In essence, we've rewritten our piece values in terms of our first piece condition in each piece. We then recognised that the equation is in the form of a standard max function, and adjusted for that.

Note that this equation is the equation of the boundary! For the equation of the filled shape, we take our conditions as before on the boundaries and construct our function in a similar manner to before:

\[ \begin{align*} G &= \begin{cases} 0 & f_1\leq 0 & f_2\leq 0 & \dots & f_n\leq 0 \\ \star & \star & \star & \dots & \star \end{cases} \\ &= \begin{cases} 0 & \max(f_1,f_2,\dots,f_n,0)=0 \\ \star & \star \end{cases} \end{align*}\]

This gives us a similar result to before, with a slight difference:

\[ G=\max(f_1,f_2,\dots,f_n,0)=0\]

Alternatively, \(G=\max(F,0)=0\implies\abs{F}=-F\).


Right-angled triangle

Consider once again a triangle with 3 sides \(x=0\), \(y=0\) and \(y=1-x\). Since we need \(x\geq 0\), we have \(-x\leq 0\) and so \(f_1(x,y)=-x\). Likewise with \(y\geq 0\) we have \(f_2(x,y)=-y\). Finally, we require \(y\leq 1-x\) and so \(f_3(x,y)=x+y-1\). We therefore achieve the following:

Unfilled shape: \(\max(-x,-y,x+y-1)=0\). Filled shape: \(\max(-x,-y,x+y-1,0)=0\).

Simple triangle

Let's consider a triangle bounded by sides \(y=-1\), \(y=1-2x\) and \(y=2x+1\). We note:

\[ \begin{align*} y\geq -1 &\implies f_1(x,y)=-1-y \\ y\leq 1-2x &\implies f_2(x,y)=y+2x-1 \\ y\leq 2x+1 &\implies f_3(x,y)=y-2x-1 \end{align*}\]

The unfilled equation is therefore \(\max(-y-1,y+2x-1,y-2x-1)=0\).
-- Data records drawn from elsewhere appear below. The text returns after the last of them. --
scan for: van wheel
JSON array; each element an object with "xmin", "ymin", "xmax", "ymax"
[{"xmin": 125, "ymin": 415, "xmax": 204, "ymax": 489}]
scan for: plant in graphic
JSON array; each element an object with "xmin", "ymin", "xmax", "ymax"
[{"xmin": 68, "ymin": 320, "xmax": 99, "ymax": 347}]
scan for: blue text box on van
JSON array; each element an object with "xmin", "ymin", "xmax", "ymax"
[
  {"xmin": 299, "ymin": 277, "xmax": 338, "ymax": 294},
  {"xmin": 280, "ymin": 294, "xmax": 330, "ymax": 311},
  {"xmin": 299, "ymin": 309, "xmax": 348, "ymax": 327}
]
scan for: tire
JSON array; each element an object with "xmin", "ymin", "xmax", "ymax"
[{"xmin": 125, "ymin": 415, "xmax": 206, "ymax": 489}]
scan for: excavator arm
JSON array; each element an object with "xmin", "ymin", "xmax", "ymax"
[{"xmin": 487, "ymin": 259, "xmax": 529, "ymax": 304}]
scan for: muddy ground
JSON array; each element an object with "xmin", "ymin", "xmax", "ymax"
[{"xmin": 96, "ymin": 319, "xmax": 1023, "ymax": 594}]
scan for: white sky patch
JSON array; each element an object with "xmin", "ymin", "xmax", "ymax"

There's a lot we can do to clean this up:

\[ \begin{align*} &\max(-y-1,y+2x-1,y-2x-1) &= 0 \\ \implies& \max(-y,y+2x,y-2x) &=1 \\ \implies & \max(\max(y+2x,y-2x),-y) &= 1 \\ \implies & \max(y+\abs{2x},-y) &= 1 \\ \implies & \abs{x}+\max(y+\abs{x},-y-\abs{x}) &= 1 \\ \implies & \abs{x}+\abs{y+\abs{x}} &= 1 \\ \end{align*}\]

Magic :)

Edit (30/01/2022): This approach works for convex shapes only. With this being said, the typical approach as with concave shapes in general is to split concave shapes into their convex parts, and then treat each shape as open (to then combine with the first approach as before).